The city's best and perhaps most-used public pool can be found in Emancipation Park, set in the Third Ward just east of downtown. During the segregation era, Emancipation was Houston's lone municipal park for African-Americans. Today it's a hub for athletics and all kinds of fun and friendly neighborhood activities. The popular pool and water slide attract thousands throughout the ­summer.

It's been a long, long time since the Houston Rockets have done anything in the playoffs, but hope springs eternal. Tracy McGrady and Yao Ming are the Rockets' superstars, but when it comes to quiet, solid contributions to the team, forward Shane Battier is the real superstar. Rarely out of position or outhustled on defense, he's long been considered an ultimate team-first guy. Plus he's a brainiac from Duke who speaks fluent German, plays jazz trumpet and — unless Obama gets there first — could just end up being the nation's first black president. (It's not so far-fetched: He famously asked his mother, when he was just three years old, whether he'd make a good president.) Battier brings nothing but good to the Rockets. Now if he'd only help them get past the first round of the NBA playoffs, we'd be happy.

Taking nothing away from the Coogs' C-USA championship night, Houston was host to another athletic night to remember for all time this year. The 2007 Astros season opened with all eyes on ­second-baseman Craig Biggio as he chased the storied mark of 3,000 career hits; unfortunately, Bidge struggled at the plate and on the field, making the drama more of a slog than a celebration. All that changed on the night he finally reached the plateau, however. He entered the game June 28 three hits shy, no doubt creating dreams in owner Drayton McLane's head that several more nights of sold-out crowds were still to come. Instead Bidge blasted five hits that night, the most important one coming on a seventh-inning single that made him Mr. 3,000. Amid the ensuing wave of affection, cheering and hugs, Biggio marched to the Astros dugout and forced former teammate Jeff Bagwell to take the field with him. Seeing the beaming pair — with Bags shaggily resembling a surfer dude headed for the beach — is an image Houston sports fans won't forget.

Houston has more sports-talk stations than any fan really needs, but far fewer good sports-talk shows than anyone would like. There's a slew of hosts who don't know basic stuff but prefer going for cheap laughs talking about babes and movies. On the other hand, there's Charlie Pallilo of "The Sports Animal," KBME 790. No one in town — no one in the state — retains more sports knowledge than him. You think he's madly Googling to come up with some obscure stat? Think again — he simply remembered it. Pallilo has a great radio voice and presence, he enjoys a good argument and he doesn't dumb things down (too much: he does feel the need to pimp "the babes" on the station's Web site). Some listeners complain he's too cerebral, but he's actually a refreshing and entertaining antidote to moronic radio.

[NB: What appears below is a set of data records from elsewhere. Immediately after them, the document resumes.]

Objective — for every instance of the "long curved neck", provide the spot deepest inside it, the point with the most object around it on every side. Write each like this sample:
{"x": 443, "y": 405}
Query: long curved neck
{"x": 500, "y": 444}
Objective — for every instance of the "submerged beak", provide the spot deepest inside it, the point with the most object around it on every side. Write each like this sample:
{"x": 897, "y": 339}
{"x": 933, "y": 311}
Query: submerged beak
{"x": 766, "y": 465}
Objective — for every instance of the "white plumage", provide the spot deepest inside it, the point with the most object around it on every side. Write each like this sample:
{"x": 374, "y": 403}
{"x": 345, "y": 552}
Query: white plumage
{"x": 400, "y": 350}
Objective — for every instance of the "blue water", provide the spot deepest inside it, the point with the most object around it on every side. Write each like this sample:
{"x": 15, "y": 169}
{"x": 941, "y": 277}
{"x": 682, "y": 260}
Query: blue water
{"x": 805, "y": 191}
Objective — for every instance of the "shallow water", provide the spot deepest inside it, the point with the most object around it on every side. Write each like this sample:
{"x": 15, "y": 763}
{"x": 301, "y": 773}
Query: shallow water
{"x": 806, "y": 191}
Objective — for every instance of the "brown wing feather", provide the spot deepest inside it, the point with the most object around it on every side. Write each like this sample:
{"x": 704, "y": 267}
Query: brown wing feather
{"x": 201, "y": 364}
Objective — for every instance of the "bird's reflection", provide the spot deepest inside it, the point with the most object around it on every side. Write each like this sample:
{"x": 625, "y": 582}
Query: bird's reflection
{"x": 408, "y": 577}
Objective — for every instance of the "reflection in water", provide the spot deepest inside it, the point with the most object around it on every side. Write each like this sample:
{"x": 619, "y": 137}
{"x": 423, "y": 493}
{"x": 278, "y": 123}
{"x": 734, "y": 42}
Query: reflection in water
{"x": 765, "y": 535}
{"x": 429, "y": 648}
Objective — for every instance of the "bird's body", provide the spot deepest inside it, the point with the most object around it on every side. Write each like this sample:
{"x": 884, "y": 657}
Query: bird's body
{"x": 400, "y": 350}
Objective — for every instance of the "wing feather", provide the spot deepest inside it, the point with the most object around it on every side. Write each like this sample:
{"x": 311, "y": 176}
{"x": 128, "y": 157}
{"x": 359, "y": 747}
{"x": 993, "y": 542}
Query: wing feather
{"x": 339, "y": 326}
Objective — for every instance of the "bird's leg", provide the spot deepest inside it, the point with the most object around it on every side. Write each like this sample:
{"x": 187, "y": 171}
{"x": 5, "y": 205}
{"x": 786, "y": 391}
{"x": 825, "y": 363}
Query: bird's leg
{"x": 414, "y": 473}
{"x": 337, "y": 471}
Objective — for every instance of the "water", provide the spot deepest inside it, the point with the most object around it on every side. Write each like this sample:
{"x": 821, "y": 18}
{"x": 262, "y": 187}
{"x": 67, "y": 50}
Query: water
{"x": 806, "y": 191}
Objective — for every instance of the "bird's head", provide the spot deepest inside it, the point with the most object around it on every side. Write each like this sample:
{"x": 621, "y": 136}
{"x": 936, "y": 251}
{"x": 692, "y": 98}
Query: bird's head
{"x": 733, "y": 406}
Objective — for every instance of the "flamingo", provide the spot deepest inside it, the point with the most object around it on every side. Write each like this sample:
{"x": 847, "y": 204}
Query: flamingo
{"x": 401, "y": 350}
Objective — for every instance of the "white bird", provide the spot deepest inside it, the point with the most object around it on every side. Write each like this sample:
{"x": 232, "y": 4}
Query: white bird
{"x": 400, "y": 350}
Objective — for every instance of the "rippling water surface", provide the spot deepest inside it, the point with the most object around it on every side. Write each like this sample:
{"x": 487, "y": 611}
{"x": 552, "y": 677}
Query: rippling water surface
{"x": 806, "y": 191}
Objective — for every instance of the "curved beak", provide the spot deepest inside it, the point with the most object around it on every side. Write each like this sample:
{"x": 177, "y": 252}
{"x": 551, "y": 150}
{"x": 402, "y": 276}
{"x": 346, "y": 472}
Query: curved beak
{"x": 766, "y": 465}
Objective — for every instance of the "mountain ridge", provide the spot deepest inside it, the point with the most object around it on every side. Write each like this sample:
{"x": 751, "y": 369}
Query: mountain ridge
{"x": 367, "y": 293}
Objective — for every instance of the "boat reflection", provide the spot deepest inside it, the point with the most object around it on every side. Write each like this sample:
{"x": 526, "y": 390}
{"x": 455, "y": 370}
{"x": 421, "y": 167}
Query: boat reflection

The voice booms and echoes through the stadium. The names are announced clearly. And with authority. The man behind the microphone at Minute Maid Park never fails to let you know who's batting. Or pitching. Or coming in from the bullpen. Bob Ford's the one constant with the Houston Astros. ESPN once said that he had the voice of God, and when you hear his voice at the ballpark coming out of those speakers, you agree. It's the voice of authority. It's a voice of sincerity. Ford's a former Houston radio DJ, the voice of Fox Sports Houston, and he does voice-overs for Channel 8. But whenever you hear his voice, you think Houston Astros. He's not a cheerleader. He's not a screamer. He's calm. He's precise. He's the man in the know, letting you know. So all hail the voice of God.